At the same time I am working out to slow down the body’s temptation to eat muscle rather than fat. It also helps offset the calories taken in that day, so the calorie deficit is even higher.

Risks

This method should 100% lose weight rapidly, as long as my body doesn’t go into starvation mode. This is why it’s important to keep taking in some food, drinking caffeine, heaps of water and exercising - if my metabolism drops I’m in trouble.

The real issue is that I’m not letting my body burn protein (or muscle), not letting it burn carbs - only fat. Processing fat is not easy - if you use more energy than you are able to produce - or you don’t drink enough water to allow it to be processed, something has to give. I certainly feel more tired, but I have to fight this with everything I have. If I give in to it then it’ll be hard to get my metabolism going again.

How can I get away with it? Well, the thing I am fighting is also the most powerful tool I have. The fat I carry means that any cardio-based exercise is multiplied, and it also means that I have more energy access from fats before going overdrawn. As long as I can ride this fine line, I should be able to safely achieve maximum weight loss.

Bare in mind, I am in my prime, I have grade A health (recently had a full set of tests for a Visa medical) and this isn’t the first time I have done something similar.

All this data should eventually produce some graphs (when my OS starts behaving) that I can use to figure out what is and isn’t effective for weight loss.

How long can I get away with this?
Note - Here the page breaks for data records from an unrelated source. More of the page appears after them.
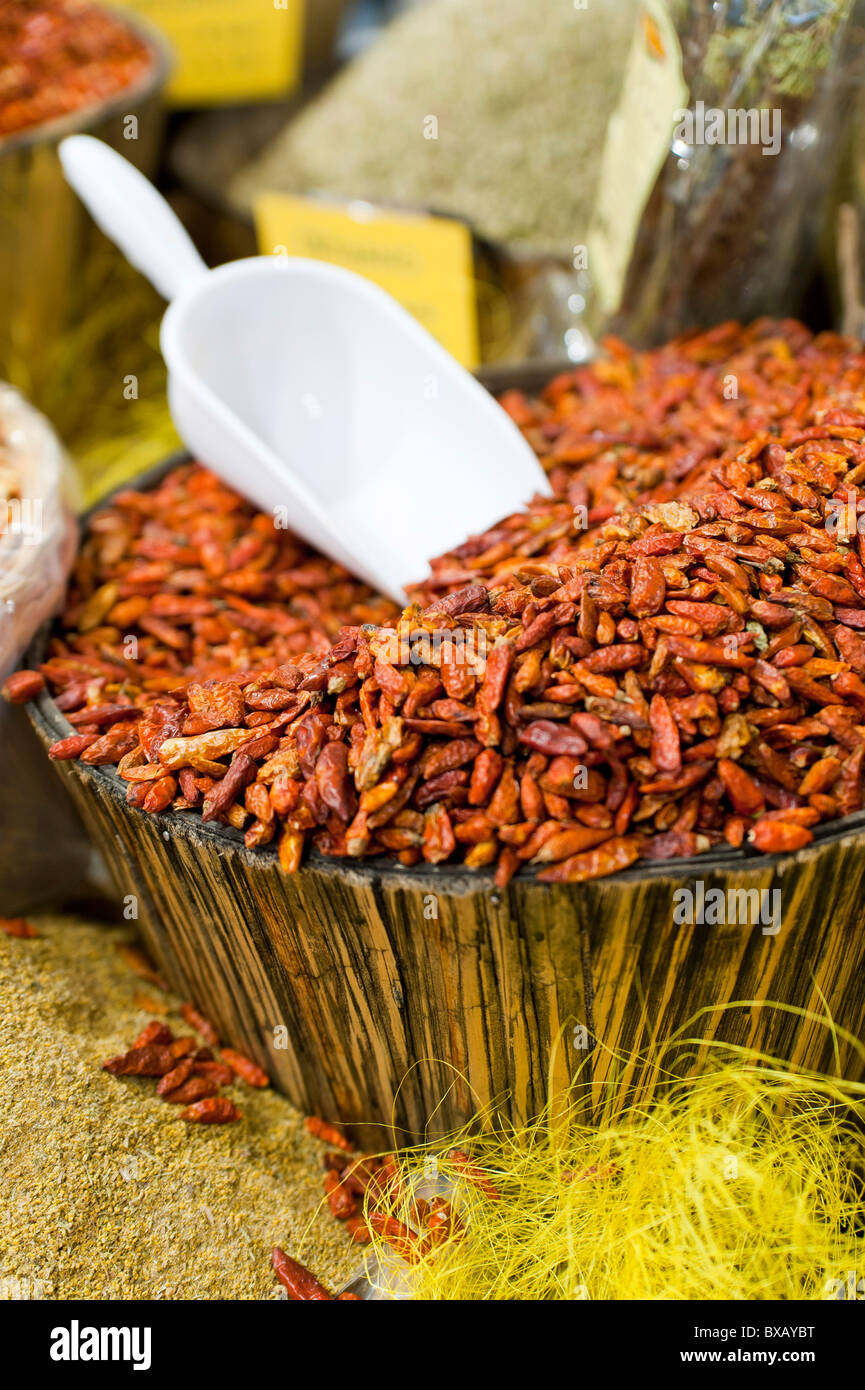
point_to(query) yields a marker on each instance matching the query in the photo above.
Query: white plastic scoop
(314, 394)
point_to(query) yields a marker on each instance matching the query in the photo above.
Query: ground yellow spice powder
(106, 1193)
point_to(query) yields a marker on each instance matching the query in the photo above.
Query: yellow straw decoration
(740, 1182)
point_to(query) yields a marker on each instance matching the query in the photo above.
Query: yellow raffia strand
(743, 1180)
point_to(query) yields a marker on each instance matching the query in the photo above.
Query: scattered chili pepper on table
(664, 656)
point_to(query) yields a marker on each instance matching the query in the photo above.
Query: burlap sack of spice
(522, 92)
(45, 855)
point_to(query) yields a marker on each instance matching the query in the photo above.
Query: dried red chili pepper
(248, 1070)
(666, 677)
(327, 1133)
(296, 1280)
(18, 927)
(196, 1020)
(22, 687)
(63, 56)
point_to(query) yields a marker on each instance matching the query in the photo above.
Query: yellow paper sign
(230, 50)
(637, 142)
(423, 262)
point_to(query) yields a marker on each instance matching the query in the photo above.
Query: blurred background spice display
(550, 135)
(611, 175)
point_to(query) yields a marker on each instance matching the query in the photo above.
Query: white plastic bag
(45, 855)
(36, 524)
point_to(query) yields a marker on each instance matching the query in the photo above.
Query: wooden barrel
(408, 998)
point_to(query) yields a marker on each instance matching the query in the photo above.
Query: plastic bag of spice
(45, 855)
(730, 227)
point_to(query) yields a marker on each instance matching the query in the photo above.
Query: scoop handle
(132, 213)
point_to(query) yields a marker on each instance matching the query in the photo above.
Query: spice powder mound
(107, 1193)
(664, 656)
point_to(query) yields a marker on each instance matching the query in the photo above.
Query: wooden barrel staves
(403, 1000)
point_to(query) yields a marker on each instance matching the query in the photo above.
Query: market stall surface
(107, 1193)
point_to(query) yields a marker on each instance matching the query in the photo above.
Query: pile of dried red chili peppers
(665, 656)
(61, 56)
(189, 1075)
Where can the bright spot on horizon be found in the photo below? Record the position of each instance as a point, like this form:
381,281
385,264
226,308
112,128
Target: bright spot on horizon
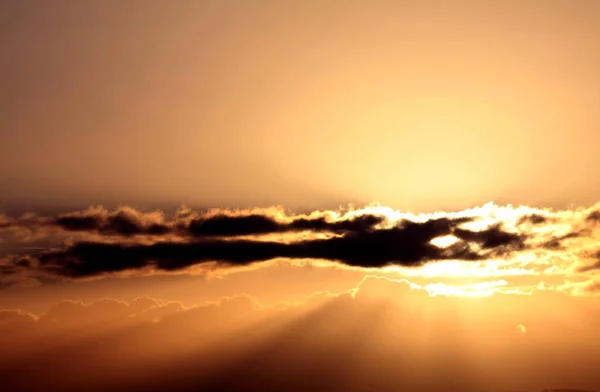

I’ve not seen anybody anything even remotely close to this for longer than 16 weeks. I plan to do this for 10 weeks, or until the 6 stone before Christmas goal is reached.

What’s the abort condition? If my heart rate changes drastically, I have unrecoverable fatigue, I start sleeping for more than 8-9 hours a night - or any other obvious tell-tale sign. In this case I’ll go back to the meal plan in the first line of the log and seek medical advice. I have some people around me who are aware of what I’m doing, encase I become unable to be an impartial observer of my own current state.